Le temps tout au long duquel se produisent ces variations. Dès le commencement, l'intervention de l'outil graphique, quel qu'il soit, pour lequel il a été conçu et son conditionnement ont des conséquences sur la vie future du papier. Par la suite, le vieillissement naturel de la matière, ici principalement une oxydation qui décompose plus ou moins lentement la cellulose en fonction des cinq paramètres évoqués ci-dessus accomplira son travail de destruction. A cela viennent s'ajouter l'usure mécanique due aux manipulations, les dommages causés par de mauvaises conditions de conservation et les accidents qui se traduiront par les multiples altérations que nous connaissons tous : jaunissement, brunissement, fragilisation, salissures, taches, moisissures, points de rouille, attaques bactériennes, déchirures, froissements, trous de vers, qui sont le lot de tous les papiers.

Comme n'importe quel organisme vivant, car le papier est vivant, sa durée d'existence dépend donc de sa constitution puis des conditions dans lesquelles elle se déroule.

Donc, pour utiliser le papier il faut avoir constamment en tête tous ces paramètres et savoir que telle ou telle variation, que ce soit au cours de sa production ou de sa vie, va avoir des conséquences qui vont se traduire soit par une altération qui en diminuera la durée soit au contraire par un apport bénéfique à celle-ci.

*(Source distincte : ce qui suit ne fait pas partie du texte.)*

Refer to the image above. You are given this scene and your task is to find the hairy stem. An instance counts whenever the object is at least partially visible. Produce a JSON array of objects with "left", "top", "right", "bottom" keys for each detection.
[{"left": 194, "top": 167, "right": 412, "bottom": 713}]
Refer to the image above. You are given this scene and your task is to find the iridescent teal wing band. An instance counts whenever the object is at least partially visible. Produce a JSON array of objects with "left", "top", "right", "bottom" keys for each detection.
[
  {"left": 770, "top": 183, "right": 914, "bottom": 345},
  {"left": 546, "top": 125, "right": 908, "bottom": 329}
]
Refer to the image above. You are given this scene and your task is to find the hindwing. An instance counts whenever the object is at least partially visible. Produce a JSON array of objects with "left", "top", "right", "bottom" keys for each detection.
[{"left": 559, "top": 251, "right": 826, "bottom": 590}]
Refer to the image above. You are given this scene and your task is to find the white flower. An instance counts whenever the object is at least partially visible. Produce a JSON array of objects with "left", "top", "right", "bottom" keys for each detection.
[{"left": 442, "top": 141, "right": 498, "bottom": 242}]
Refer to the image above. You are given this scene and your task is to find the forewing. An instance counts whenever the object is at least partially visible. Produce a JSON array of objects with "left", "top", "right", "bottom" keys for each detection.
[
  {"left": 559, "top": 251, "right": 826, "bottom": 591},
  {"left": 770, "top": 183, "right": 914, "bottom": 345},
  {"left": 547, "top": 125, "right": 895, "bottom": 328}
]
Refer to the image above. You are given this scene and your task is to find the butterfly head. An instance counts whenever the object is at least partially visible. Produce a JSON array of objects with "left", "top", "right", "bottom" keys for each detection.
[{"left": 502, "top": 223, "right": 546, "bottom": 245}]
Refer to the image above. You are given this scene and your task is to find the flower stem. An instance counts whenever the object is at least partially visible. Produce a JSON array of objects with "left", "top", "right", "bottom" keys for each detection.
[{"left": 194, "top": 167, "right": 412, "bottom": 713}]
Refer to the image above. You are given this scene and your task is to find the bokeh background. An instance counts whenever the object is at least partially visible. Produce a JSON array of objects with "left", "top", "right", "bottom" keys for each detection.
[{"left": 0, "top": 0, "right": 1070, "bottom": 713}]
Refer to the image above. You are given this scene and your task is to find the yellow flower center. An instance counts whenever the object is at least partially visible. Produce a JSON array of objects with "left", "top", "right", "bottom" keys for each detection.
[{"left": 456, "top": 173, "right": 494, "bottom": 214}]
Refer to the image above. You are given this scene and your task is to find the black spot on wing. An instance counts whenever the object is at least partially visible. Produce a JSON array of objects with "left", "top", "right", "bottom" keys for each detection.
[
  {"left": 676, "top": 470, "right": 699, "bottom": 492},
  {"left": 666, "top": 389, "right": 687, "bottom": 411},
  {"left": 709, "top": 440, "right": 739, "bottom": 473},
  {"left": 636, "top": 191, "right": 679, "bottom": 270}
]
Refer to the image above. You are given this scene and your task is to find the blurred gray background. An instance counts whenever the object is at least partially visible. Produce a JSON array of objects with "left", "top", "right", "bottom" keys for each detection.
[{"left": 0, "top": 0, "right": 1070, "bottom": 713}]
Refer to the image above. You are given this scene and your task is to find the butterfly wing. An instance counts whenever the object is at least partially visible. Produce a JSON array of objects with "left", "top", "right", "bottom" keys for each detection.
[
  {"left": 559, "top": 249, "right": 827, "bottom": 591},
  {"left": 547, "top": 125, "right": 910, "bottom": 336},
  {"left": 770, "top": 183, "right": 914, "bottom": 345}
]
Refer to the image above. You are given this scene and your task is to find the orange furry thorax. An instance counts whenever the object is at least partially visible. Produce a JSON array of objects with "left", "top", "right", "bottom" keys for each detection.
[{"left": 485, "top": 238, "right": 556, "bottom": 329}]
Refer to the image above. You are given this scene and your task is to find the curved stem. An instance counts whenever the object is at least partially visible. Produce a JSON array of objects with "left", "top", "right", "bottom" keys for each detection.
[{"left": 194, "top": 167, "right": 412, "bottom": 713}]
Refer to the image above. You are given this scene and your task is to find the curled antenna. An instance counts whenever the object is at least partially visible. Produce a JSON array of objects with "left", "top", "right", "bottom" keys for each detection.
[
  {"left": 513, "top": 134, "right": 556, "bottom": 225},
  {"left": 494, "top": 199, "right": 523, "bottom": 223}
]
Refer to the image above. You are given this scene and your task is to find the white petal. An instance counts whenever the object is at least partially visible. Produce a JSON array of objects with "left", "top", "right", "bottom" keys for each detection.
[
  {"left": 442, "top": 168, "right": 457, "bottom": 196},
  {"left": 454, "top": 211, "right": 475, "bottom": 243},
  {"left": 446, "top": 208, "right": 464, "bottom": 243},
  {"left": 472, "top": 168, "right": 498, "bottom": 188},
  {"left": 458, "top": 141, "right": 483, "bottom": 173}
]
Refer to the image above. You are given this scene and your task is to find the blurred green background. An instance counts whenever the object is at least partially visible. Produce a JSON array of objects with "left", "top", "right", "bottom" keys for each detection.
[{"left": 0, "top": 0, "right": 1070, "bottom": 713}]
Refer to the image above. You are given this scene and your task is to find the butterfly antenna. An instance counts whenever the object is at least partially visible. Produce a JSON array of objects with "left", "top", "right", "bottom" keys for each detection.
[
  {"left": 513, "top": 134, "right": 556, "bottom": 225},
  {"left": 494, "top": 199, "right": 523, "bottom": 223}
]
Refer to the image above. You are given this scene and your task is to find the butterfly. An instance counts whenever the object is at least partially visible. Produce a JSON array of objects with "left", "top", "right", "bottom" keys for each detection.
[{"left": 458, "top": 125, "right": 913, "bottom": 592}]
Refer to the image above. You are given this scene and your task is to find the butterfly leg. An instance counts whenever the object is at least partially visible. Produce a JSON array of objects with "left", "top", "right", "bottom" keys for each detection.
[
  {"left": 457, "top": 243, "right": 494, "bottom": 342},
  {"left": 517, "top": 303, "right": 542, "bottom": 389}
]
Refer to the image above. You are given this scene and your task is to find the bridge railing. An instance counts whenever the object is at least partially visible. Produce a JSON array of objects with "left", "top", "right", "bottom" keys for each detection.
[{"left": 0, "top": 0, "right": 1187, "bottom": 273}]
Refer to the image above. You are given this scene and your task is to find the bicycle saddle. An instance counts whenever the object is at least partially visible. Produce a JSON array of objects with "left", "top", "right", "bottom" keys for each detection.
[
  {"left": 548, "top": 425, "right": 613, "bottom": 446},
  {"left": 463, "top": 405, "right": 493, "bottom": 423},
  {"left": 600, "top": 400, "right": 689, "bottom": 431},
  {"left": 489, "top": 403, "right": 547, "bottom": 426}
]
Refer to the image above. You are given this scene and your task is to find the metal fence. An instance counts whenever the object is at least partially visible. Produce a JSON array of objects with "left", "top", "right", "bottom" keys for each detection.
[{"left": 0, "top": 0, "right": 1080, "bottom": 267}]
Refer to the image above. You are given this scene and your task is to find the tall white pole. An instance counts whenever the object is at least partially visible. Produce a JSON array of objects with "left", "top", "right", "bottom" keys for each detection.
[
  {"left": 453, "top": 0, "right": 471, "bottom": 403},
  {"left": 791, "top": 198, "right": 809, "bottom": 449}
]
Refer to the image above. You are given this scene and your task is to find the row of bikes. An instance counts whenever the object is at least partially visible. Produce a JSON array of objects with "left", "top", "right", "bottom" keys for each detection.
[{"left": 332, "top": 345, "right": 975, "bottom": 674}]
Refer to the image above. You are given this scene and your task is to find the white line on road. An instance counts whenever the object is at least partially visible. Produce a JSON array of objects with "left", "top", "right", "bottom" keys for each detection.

Ainsi l'emploi de matériaux différents, aussi bons soient-ils, ou le mauvais emploi de bons matériaux mal travaillés peuvent avoir des conséquences néfastes.

Personne n'est capable d'assurer aujourd'hui que le recours systématique à des fibres étrangères aux papiers Occidentaux (à cause de leur facilité de manipulation et de soi-disant qualités de conservation) est sans conséquences sur la durée de vie des ouvrages traités. Alors qu'on sait, pour en avoir la preuve sous les yeux tous les jours, que les matériaux des ouvrages que l'on restaure ont eu, eux, les capacités de nous parvenir, malgré les atteintes diverses qui font qu'on est obligé de les soigner. Chacun sait que, sans les accidents dus aux mauvaises manipulations et aux conditions de conservations défavorables, ces ouvrages seraient dans leur fraîcheur native.

Il est donc urgent de tenir compte de cette troisième dimension du papier, sa matière. C'est d'elle, et d'elle seule, que dépendent l'ensemble de ses réactions.

Ce n'est en aucun cas essayer de donner au papier une prééminence qu'il n'a d'ailleurs jamais prétendue avoir (ce qui aurait peut-être évité bien des non entendus, car la discrétion qui a toujours été la sienne a fait qu'il est toujours aussi méconnu). Le papier est et ne sera jamais autre chose qu'un support. Ce ne sont pas les modes actuelles qui tendent à en faire parfois l'objet lui-même de son existence qui y changeront quoi que ce soit. Sa meilleure façon d'exister est de permettre en se faisant oublier, la transmission des informations qu'on lui a confiées.